We’ve just experienced one of the saddest, most tragic moments in American history. And like the bombing of Pearl Harbor, the Assassination of President John Kennedy, and the explosion of the Challenger, we’ll never forget September 11 and the attack on the World Trade Center.

Like all of you, I’ve been dealing with feelings of disbelief, anger, and incredible sadness. I don’t know if we’ll ever be able to make “sense” of all this. I only know that our lives will never be the same.

The one thing we cannot do is lose our spirit. We cannot allow ourselves to be demoralized. That would do nothing but give our enemies another victory.
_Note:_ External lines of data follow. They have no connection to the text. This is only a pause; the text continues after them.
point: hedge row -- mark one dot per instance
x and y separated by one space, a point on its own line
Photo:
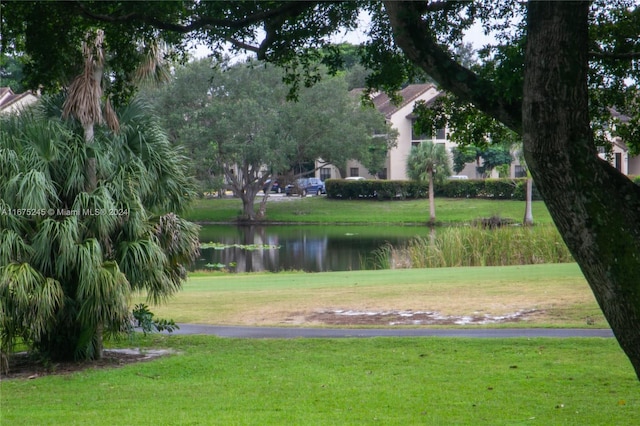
501 189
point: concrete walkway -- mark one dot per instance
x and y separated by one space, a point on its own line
291 332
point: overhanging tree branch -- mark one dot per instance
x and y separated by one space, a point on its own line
417 41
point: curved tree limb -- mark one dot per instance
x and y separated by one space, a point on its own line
419 44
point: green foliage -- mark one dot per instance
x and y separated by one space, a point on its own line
70 259
476 246
502 189
428 161
377 189
144 319
235 122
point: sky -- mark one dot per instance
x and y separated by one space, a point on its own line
475 36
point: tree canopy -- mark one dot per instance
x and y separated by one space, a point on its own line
557 74
236 122
70 258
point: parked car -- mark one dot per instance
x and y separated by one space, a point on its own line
274 188
306 186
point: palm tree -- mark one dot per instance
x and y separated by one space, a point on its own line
429 161
71 254
518 152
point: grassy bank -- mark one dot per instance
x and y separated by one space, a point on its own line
554 295
399 381
323 210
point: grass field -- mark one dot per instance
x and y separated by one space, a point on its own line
324 210
389 381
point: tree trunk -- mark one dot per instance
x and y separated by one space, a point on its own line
596 209
528 212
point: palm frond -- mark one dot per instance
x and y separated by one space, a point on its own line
105 300
13 248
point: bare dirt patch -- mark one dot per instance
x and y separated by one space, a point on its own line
394 318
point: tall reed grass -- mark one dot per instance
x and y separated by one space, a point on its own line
477 246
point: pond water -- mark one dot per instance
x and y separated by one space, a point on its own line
298 247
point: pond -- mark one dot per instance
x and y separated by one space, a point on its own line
308 248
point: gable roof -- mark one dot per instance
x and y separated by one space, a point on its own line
385 105
8 99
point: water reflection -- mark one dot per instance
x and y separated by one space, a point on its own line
306 248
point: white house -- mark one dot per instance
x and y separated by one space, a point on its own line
12 103
401 118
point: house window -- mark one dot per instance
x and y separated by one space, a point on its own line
325 173
519 171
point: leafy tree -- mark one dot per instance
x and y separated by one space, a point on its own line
235 119
11 73
429 161
559 70
70 257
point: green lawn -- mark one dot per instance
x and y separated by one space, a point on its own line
556 294
389 381
324 210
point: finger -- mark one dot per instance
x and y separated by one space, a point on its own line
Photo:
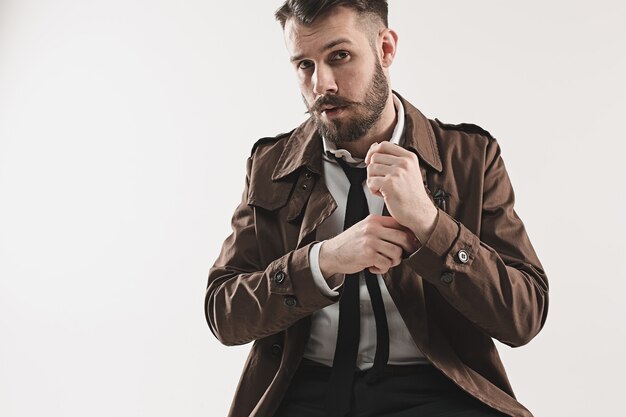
369 153
387 147
380 170
375 184
389 250
381 262
384 159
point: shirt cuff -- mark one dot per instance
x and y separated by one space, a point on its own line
318 278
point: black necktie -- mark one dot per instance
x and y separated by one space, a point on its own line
344 363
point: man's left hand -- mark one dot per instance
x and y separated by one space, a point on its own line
393 173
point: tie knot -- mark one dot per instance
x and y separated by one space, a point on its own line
355 175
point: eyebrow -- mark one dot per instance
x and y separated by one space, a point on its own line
326 47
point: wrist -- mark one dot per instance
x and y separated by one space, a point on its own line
326 261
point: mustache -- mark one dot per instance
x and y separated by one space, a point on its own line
330 100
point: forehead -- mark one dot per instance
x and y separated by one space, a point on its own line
341 23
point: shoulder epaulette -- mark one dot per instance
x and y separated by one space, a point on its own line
269 139
464 127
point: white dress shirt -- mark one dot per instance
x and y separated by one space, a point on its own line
324 325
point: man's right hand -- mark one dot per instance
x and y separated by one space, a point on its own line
376 243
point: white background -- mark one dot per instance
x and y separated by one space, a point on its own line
124 129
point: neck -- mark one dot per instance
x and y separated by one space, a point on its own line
380 132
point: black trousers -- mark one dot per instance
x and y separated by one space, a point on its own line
402 391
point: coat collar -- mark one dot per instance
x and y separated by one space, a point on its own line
304 146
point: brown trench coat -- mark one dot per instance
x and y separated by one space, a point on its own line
260 288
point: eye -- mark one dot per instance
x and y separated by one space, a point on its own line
340 56
305 64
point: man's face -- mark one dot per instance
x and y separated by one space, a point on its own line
339 74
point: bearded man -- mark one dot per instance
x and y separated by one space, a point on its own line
375 254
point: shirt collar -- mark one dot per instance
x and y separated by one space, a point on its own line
331 151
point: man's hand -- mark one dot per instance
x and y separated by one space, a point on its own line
376 242
393 173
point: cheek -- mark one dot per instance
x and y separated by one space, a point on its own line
304 83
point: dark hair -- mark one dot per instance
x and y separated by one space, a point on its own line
306 11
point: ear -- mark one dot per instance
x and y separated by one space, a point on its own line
389 42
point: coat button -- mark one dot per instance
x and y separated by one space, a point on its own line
462 256
277 349
279 277
447 277
290 301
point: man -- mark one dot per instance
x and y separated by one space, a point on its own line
375 253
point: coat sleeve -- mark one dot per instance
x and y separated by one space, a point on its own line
500 286
246 300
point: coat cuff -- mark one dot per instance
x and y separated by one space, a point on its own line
291 276
450 248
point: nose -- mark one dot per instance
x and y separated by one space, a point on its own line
323 81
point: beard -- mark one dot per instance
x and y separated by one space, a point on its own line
368 112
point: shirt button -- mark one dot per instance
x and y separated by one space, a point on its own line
279 277
462 256
447 277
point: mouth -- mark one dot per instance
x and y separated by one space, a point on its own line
332 111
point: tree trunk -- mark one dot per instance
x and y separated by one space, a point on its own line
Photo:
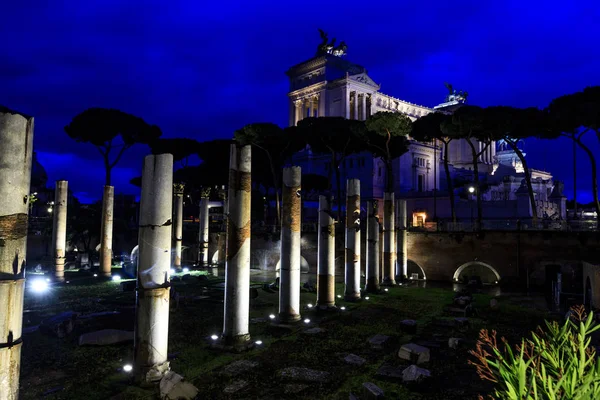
449 180
519 153
594 177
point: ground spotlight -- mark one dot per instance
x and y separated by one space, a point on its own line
39 285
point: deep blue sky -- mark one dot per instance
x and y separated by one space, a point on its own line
202 69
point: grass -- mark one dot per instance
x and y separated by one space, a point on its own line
93 373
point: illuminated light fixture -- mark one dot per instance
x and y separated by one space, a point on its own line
39 286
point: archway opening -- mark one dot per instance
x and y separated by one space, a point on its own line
477 271
413 268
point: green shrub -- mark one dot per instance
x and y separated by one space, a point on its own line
556 363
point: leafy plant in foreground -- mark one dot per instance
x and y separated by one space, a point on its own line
556 363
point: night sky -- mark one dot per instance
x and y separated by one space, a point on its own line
202 69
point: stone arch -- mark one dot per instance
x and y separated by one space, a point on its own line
413 268
460 269
304 266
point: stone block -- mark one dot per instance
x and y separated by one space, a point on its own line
379 342
239 367
409 326
414 353
353 359
304 375
174 387
415 374
372 391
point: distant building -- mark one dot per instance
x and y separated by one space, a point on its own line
328 85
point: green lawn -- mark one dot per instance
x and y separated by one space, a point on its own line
90 373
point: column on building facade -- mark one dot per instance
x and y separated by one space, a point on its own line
237 266
59 229
154 262
402 240
352 271
298 108
106 231
16 149
347 109
325 255
364 107
291 222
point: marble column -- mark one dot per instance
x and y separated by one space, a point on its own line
59 229
154 263
178 189
389 255
326 256
237 265
347 110
401 246
372 248
106 231
291 222
16 148
204 223
352 276
364 106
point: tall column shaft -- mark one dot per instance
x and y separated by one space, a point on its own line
108 201
237 268
59 229
16 141
291 222
154 263
401 245
204 231
372 247
178 189
389 254
364 107
352 277
326 255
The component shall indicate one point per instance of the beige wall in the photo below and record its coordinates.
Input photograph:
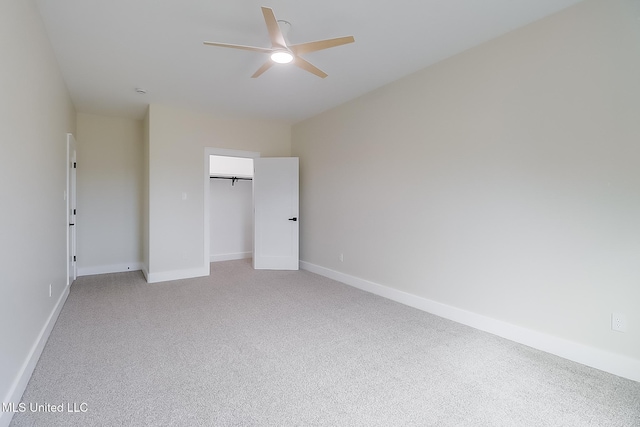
(503, 181)
(35, 114)
(177, 140)
(145, 192)
(110, 188)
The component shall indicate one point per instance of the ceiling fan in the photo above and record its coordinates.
(282, 53)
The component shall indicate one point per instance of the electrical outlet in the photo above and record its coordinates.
(618, 322)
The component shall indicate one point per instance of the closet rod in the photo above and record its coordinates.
(232, 178)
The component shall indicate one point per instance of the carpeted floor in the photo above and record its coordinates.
(281, 348)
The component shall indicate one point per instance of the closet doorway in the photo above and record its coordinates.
(269, 232)
(231, 221)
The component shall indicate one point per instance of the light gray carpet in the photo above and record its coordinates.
(245, 347)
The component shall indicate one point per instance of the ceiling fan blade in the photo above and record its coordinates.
(307, 66)
(303, 48)
(277, 39)
(262, 69)
(239, 46)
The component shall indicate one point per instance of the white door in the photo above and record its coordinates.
(71, 209)
(275, 203)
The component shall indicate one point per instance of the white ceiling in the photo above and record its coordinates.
(107, 48)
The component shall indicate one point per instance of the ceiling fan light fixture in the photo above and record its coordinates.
(282, 57)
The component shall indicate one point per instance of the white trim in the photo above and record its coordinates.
(229, 257)
(211, 151)
(613, 363)
(105, 269)
(177, 274)
(24, 374)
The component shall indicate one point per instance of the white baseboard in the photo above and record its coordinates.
(229, 257)
(613, 363)
(105, 269)
(24, 374)
(177, 274)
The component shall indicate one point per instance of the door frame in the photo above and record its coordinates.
(212, 151)
(71, 200)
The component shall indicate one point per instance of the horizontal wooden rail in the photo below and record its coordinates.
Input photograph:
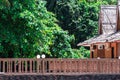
(59, 66)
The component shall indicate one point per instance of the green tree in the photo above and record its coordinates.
(28, 29)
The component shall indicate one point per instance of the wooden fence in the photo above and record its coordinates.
(59, 66)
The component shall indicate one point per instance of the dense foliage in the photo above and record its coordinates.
(27, 28)
(79, 17)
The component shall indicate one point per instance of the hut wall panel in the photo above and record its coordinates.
(108, 53)
(115, 49)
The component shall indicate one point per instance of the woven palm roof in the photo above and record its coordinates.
(108, 27)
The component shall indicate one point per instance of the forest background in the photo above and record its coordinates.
(50, 27)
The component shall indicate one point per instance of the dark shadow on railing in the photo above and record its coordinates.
(60, 66)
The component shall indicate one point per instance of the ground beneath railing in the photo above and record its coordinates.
(61, 77)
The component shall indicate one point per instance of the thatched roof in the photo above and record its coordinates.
(108, 26)
(101, 38)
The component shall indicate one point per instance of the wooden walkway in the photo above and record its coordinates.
(59, 66)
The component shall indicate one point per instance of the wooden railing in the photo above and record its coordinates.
(59, 66)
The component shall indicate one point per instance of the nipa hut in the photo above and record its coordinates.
(107, 43)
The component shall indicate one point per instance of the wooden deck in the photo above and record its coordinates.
(59, 66)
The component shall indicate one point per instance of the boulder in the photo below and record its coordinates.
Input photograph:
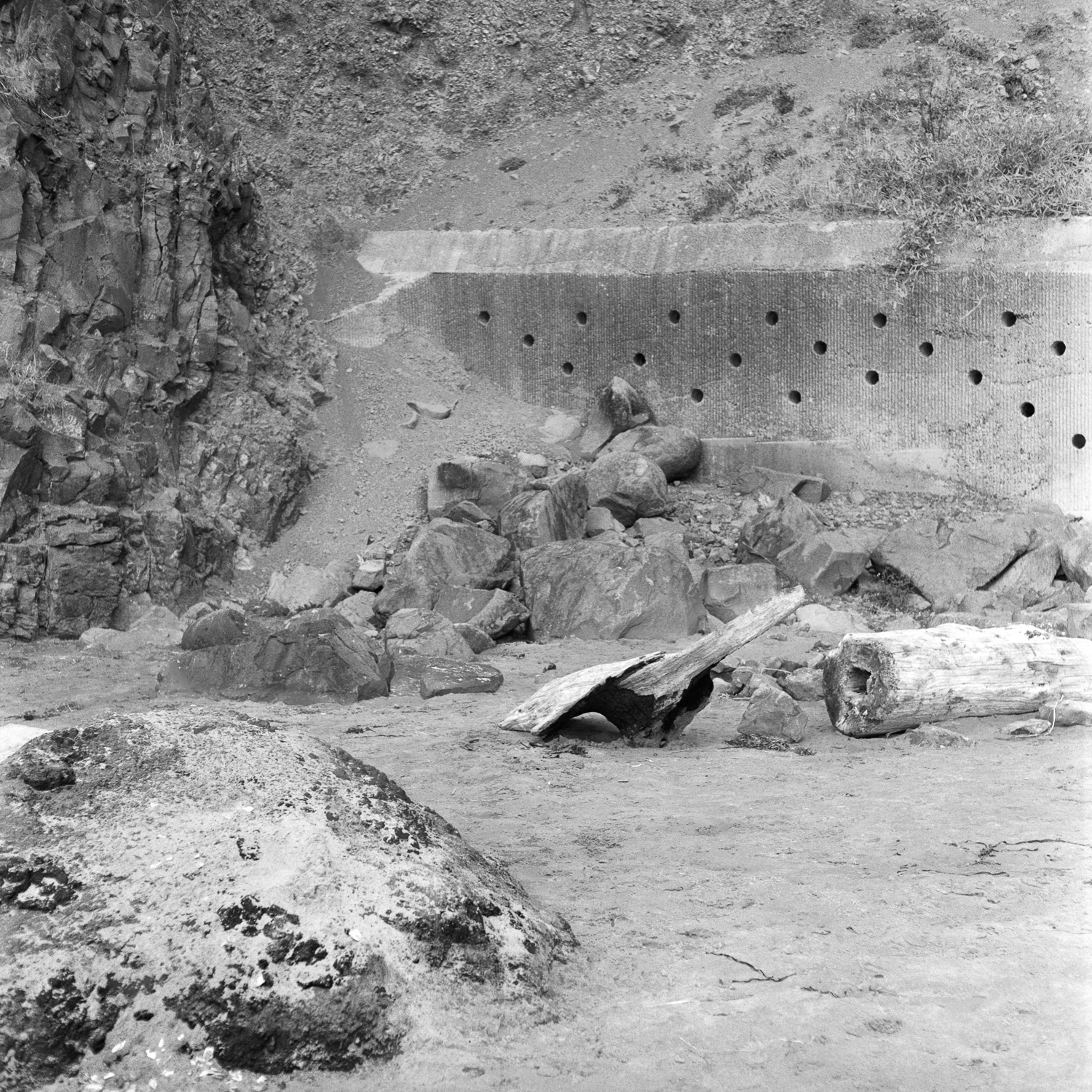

We must show more spirit and more unity than ever before.

Of course, that’s easier said than done. But I have learned this. To get through great loss and great tragedy, YOU MUST BELIEVE IN SOMETHING BIGGER THAN YOURSELF AND YOUR CIRCUMSTANCES. You must believe in something so good, so grand, and so powerful, that no matter what, you won’t be brought down.

Perhaps you believe in God, or America, or the ultimate triumph of good over evil. Whatever it is, you need a belief or a purpose that will get you through crises and onto victory.

I learned that from my research on the holocaust of World War II. I wondered how people made it through that horrible event in human history. So I visited such places as the concentration camp at Dachau and the Shrine to the Holocaust in Jerusalem. And I read numerous books on the subject.

The book that really caught my attention was the one by Dr. Vicktor Frankl. As a young Jewish psychiatrist, he was shipped off to Auschwitz. There in the worst of conditions, with little food, inadequate shelter, and horrendous torture, thousands of Jewish prisoners were forced into labor that went on month after month.

What amazed Dr. Frankl was the fact that some of the laborers survived. While others, in the same conditions, did not. From a pure physical standpoint, Dr. Frankl expected that some of younger people, in their 20’s and 30’s, in the prime of life, would last a lot longer than the older folks. That’s not what he found.

Some of the younger people could not cope and died fairly quickly. Many of the older ones lasted a great deal longer, and many were alive when the Allies liberated the camps at the end of the war.

What Dr. Frankl found was the ones who made it through those circumstances had a purpose. They had a purpose that said, “I will do whatever it takes to get out of this place, to find my wife, to find my kids, to reunite my family.” It was that kind of belief that got them through the crisis.

Well Dr. Frankl survived the war. He moved to California and lived there, into his 90’s, where he wrote a fascinating book about his experience. His book, Man’s Search for Meaning, is something you must read, but in case you haven’t, it can be summarized in one sentence. He said, “If you know your ‘why,’ any ‘how’ is possible.”

In other words, if you know why you’re working so hard, if you know what you stand for, if you know what’s really really important, you can make it through almost anything. Purpose will give you staying power, and staying power, more often than not, will give you victory.

So in this time of national tragedy, make sure you know what’s most important in life. Hang on to that. And make sure you’re very clear about what you stand for. If you don’t stand for something, you’ll fall for anything.

As I said, you’ve got to believe in something bigger than yourself and your circumstances. For many of you, that will be your faith or your God. And for those of you who get your strength from that, I offer this poem from Annie Johnson Flint.


I look not back; God knows the fruitless efforts, the wasted hours, the sinning, the regrets. I leave them all with Him who blots the record, and graciously forgives, and then forgets.

I look not forward; God sees all the future, the road that–short or long–will lead me home, and He will face with me its every trial, and bear for me the burdens that may come.

I look not round me; then would fears assail me, so wild the tumult of earth’s restless seas, so dark the world, so filled with woe and evil, so vain the hope of comfort and of ease.

I look not inward; that would make me wretched; for I have naught on which to stay my trust. Nothing I see save failures and shortcomings, and weak endeavors, crumbling into dust.

But I look up-into the face of God, for there my heart can rest, my fears are stilled. And there is joy, and love, and light for darkness–and perfect peace, and every hope fulfilled.

Action:  You need to believe in something bigger than your circumstances. What do you believe in? Write it down. And if you don’t know the answer, find an answer. Tough times lie ahead, and it is your belief and your faith that will get you through these tough times.  It is my biggest hope that our national tragedy will bring out more goodness, more strength, more unity, more spirit, and more conviction than ever before. May God bless America, and may our best days be ahead.